At last the painstaking effort of Dr Nikki King has bear fruit when he along with three taxonomy experts have discovered new species of deep sea fish which were completely unknown to science. The team aboard the Royal Research Ship Discovery trawled a stretch of the darkest depths of the Southern Indian Ocean.
The scientists were on the Benthic Crozet project, a major exploration of the waters and ocean dwellers off the Crozet Islands. Dr King said, “I could only identify the six so far – not down to species level. So we packed them into preservative and took them home.” The team then worked closely with Dr Peter Møller and Professor Jørgen Nielsen of the Zoological Museum, University of Copenhagen, and Professor Guy Duhamel of the Paris Natural History Museum before the three confirmed the six were indeed new to science.

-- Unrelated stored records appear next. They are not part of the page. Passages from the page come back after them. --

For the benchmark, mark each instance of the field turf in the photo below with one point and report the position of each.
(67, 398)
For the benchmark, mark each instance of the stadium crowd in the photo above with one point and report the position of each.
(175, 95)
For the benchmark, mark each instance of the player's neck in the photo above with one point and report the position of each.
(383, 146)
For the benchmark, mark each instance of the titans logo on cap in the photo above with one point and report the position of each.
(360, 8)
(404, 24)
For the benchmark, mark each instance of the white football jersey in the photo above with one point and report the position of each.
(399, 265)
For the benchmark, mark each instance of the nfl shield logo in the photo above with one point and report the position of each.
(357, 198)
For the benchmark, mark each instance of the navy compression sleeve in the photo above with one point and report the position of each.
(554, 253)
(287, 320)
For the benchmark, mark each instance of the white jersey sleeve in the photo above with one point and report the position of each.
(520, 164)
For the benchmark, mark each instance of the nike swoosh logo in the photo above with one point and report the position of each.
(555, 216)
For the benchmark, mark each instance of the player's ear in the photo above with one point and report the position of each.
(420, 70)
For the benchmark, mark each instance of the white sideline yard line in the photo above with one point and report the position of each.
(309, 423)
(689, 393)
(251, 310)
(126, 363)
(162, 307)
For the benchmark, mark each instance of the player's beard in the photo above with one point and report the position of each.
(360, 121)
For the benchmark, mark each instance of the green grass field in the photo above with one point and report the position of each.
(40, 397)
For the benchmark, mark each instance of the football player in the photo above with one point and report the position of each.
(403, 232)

Nikki and her taxonomy collaborators had name the deep sea creatures. Professor Monty Priede, Director of Oceanlab, named the deep lurks a pink eelpout, Pachycara priedei. Professor George Wolff from the University of Liverpool called one species Paraliparis wolffi. And like such the other name of new species are Careproctus crozentensis, Apagesoma (new species) and Careproctus discoveryae.
Professor Priede said that Dr King did very well spotting the significance of these fishes among the catches. He added that finding six new species in one expedition is remarkable.